Comme un idiot, j'ai oublié de prendre mon appareil photo (par contre, j'ai pas oublié de prendre 10$ pour profiter de l'open bar Budweiser) (c'est pas ma faute papa!). Après le concert, la salle se vide, un Dj set reprend la place laissée vacante, et un gars me glisse dans la main un gift bag de la soirée comprenant le dernier numéro de Spin, des tickets pour un concert (j'ai pas encore définit ce que c'était) et un jeu de baseball pour XboX 360 : sympa. Même pas reconnaissant, je lorgne sur les autres gift bags comprenant des casques de fou pour lecteur mp3, mais rien ne se passera... On croise l'un des guitaristes à l'étage et on le salue poliment, avant de découvrir une table VIP laissée à l'abandon avec tout ce qu'il faut pour s'amuser.
En repartant un plus tard, je croise Albert Hammond Jr et l'embête deux secondes pour lui serrer la main et lui dire que son show à la Route du Rock l'année dernière était particulièrement cool -- et bonne chance avec ce nouvel album !


Pour fêter ça, j'ai pris le mauvais métro au retour et j'ai perdu mon portable dans un taxi. Julie si tu me lis...
Pour se consoler, on peut aussi regarder la vidéo animale et flippante de Mercury, nouveau single de Bloc Party. Chuis fan de singes, alors forcément...


lundi 7 juillet 2008

Independence Day

Note: De plus en plus à la bourre dans le report, et pas de photos pour l'instant...

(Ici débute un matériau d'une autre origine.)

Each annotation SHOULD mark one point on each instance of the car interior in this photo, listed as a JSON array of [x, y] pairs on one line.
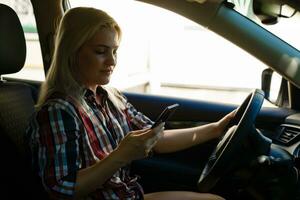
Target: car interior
[[258, 158]]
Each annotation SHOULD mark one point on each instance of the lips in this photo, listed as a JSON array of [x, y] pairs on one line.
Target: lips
[[108, 71]]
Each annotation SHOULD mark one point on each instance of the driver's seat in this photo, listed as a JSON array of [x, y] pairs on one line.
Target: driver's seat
[[16, 106]]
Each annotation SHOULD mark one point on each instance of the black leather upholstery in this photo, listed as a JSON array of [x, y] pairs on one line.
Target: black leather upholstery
[[16, 107], [12, 42]]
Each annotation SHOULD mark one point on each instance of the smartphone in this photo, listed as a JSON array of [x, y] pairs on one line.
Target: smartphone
[[165, 115]]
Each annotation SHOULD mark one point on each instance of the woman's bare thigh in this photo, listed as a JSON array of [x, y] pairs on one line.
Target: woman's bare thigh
[[181, 195]]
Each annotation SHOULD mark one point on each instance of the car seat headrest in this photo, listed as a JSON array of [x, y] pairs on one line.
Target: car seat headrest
[[12, 41]]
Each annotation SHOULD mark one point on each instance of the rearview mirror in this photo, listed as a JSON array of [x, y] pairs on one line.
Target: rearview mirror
[[275, 88], [270, 11]]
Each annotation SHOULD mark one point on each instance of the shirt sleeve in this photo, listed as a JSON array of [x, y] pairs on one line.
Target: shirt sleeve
[[56, 134]]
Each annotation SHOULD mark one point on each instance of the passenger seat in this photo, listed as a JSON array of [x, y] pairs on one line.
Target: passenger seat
[[16, 106]]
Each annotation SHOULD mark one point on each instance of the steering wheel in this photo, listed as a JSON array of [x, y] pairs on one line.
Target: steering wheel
[[231, 143]]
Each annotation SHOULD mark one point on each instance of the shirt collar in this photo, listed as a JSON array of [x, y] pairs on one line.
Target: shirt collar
[[100, 91]]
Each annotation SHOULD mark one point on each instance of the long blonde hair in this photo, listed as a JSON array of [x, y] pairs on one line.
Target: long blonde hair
[[77, 26]]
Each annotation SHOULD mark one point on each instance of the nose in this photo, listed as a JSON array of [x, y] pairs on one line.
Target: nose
[[111, 59]]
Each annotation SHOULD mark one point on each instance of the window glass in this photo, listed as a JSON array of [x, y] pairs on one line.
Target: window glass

4 juillet, Independence Day et jour férié au pays de l'Oncle Sam. Du coup, j'ai pas été obligé de fêter ça comme je le fais d'habitude en France en matant un nanar hollywoodien (Armageddon en général). Bref, ce vendredi, on a donc commencé par se lever TRÈS tard après un bar-athon assez intense avec Ania et Josh la veille : 4 open bars, du métro, une balade a Chinatown à 3h du matin et un Brooklyn Bridge de toute beauté la nuit. Le programme était initialement plus chargé mais vous savez comment ça marche, on prévoit, on s'organise, mais au final on finit par ne jamais trouver la galerie d'art à SoHo (ou on arrive trop tard)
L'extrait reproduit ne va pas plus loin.